Chun had a very happy New Year in 2023. She managed to spend the holidays with her whole family in the Chinese countryside. For the young woman, who works for a state-owned company in Beijing, the possibility of sharing a table with relatives was the guarantee of life back. “It was very special,” he said.
But she had to hear comments from the elderly, now completely devoid of filters, typical of a conversation in a large family: “I gained weight.”
Who ever?
China reopened. Both internally, after a tense year 2022 full of restrictions, and for an important part of the world. Many tourists and businessmen arriving in Beijing today do not need to be locked in a hotel for weeks.
Airports and train stations are filling up again, and thousands are vying for spaces. In Hong Kong, two 16-year-old boys were preparing to change planes and leave for Zurich, where they attend a private school reserved for the world’s elite.
“This is the first time we’ve traveled without the need for quarantine,” said one, feeling relieved. “The last time we came to see my parents, we were closed for 30 days.”

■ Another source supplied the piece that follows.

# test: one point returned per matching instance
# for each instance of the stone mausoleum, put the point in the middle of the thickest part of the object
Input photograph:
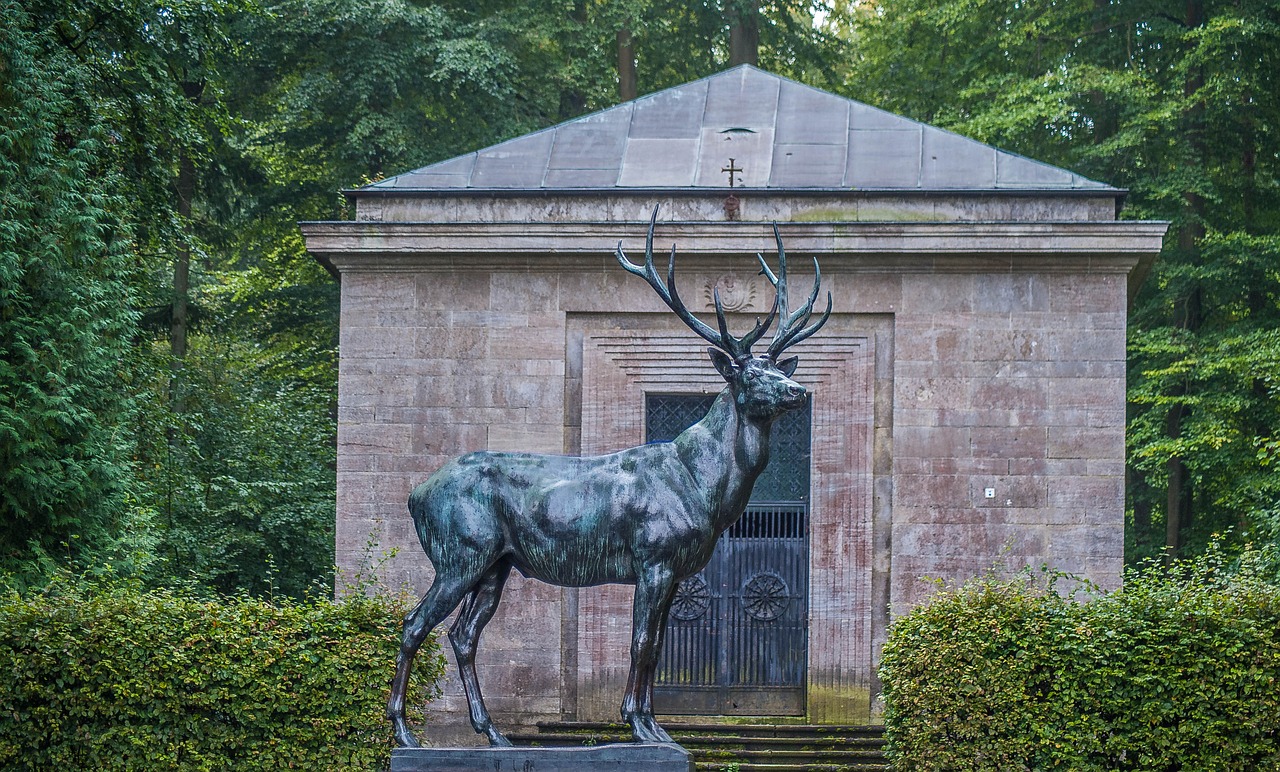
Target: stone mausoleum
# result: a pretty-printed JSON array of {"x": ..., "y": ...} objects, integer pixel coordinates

On the same flight, a family from Shanghai was traveling for the first time since the beginning of the epidemic. In fact, the whole world is waiting for the quota of the 180 million Chinese tourists who, in 2019, ensured the smile of salespeople on the Champs Elysees or on the streets of Rome.
In central Beijing, some popular restaurants have queues of more than three hours and authorities scramble to get visas and passports issued in the same numbers as in 2019.
Shanghai’s multicultural nightlife, where any drink can be found and where new music trends rock the parties, is back in motion. In the quiet city of Yiwu, we hope that foreigners will return to one of the world’s largest business centers.